Lukas- und Matthäus-Evangelium erzählen nur wenig über die Geburt Jesu. Umso detailreicher äußern sich dagegen außerbiblische Geschichten.
Eigentlich berichten die biblischen Erzählungen aus dem Matthäus- und dem Lukas-Evangelium nur sehr wenig über die Ereignisse um die Geburt Jesu. Dies war offensichtlich auch bald den Christen bewusst, und so entstand – wohl aus verschiedenen mündlich überlieferten Legenden – wahrscheinlich in der zweiten Hälfte des 2. Jahrhunderts ein Text mit dem Namen „Geburt der Maria“, der auch unter dem Namen „Protevangelium des Jakobus“ bekannt geworden ist.

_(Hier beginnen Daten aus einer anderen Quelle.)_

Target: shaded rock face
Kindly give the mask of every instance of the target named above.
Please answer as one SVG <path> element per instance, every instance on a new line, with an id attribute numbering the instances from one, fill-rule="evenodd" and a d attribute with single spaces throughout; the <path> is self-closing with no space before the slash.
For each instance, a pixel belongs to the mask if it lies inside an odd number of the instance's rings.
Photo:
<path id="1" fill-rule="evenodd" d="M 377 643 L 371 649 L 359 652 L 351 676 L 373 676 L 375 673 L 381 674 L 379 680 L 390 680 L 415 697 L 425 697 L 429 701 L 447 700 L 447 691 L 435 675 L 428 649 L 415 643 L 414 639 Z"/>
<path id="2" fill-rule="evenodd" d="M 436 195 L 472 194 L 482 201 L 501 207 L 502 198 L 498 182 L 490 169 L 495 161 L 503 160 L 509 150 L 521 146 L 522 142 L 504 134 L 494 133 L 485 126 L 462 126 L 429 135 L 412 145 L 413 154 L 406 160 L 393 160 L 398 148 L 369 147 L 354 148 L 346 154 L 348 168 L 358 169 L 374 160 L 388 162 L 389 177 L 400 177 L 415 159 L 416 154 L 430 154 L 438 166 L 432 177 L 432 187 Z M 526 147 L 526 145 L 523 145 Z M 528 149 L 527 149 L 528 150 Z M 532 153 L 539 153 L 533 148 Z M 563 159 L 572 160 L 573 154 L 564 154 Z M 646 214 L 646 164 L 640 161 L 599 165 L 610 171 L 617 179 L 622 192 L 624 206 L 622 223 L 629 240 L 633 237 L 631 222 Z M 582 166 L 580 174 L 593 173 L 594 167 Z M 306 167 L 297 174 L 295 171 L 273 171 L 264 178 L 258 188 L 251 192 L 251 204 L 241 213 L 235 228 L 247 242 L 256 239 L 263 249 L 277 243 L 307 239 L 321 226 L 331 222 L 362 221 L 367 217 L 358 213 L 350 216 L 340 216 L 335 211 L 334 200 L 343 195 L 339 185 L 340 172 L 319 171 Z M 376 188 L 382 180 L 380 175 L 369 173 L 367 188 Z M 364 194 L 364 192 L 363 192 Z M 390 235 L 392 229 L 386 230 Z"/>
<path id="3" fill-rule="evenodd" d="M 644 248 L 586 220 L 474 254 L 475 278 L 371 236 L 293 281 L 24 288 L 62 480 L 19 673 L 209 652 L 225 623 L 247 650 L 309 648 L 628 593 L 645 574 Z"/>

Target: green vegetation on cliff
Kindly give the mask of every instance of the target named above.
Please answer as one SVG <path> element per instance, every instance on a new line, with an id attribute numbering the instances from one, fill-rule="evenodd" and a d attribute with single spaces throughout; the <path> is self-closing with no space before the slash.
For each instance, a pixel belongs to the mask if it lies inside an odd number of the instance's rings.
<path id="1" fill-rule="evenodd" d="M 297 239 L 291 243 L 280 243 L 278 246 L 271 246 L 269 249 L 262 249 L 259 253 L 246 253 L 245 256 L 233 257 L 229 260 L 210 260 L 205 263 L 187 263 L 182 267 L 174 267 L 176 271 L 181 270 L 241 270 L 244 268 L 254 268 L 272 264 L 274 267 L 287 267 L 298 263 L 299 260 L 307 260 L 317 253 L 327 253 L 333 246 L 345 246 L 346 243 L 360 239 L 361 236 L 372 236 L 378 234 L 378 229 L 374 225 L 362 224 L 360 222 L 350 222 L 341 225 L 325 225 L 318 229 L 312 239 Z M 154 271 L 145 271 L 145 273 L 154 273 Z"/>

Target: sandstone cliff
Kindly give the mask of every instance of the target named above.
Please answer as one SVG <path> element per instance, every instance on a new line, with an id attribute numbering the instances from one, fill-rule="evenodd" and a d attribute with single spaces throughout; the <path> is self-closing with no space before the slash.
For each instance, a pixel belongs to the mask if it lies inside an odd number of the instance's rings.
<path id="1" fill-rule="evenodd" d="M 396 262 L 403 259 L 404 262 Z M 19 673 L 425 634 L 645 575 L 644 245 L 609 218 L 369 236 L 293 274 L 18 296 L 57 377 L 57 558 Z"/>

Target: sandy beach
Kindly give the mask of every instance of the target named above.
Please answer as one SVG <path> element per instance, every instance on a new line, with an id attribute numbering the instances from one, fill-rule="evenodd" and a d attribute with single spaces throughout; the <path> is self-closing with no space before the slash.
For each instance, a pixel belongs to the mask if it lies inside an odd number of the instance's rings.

Jakobus, welcher gemäß der literarischen Fiktion des Werkes dieses verfasst haben soll, ist nach den abschließenden Zeilen der Erzählung ein Sohn Josefs aus erster Ehe, ein Halbbruder Jesu. „Ich aber, Jakobus, welcher diese Erzählung niedergeschrieben hat, ging in die Wüste, als in Jerusalem beim Tod des Herodes Aufstände stattfanden, bis sich der Aufruhr in Jerusalem wieder beruhigt hatte.“ Hier nimmt der Text die biblischen Erwähnungen des Herrenbruders Jakobus auf und verbindet sie mit der sich entwickelnden Vorstellung einer dauerhaften Jungfräulichkeit der Mutter Jesu, indem er aus dem Bruder einen Halbbruder macht. Dass es sich beim Verfasser nicht um den Herrenbruder Jakobus gehandelt haben kann, ist an der fehlenden Ortskenntnis und einer fehlenden Vertrautheit mit jüdischen Sitten zu erkennen.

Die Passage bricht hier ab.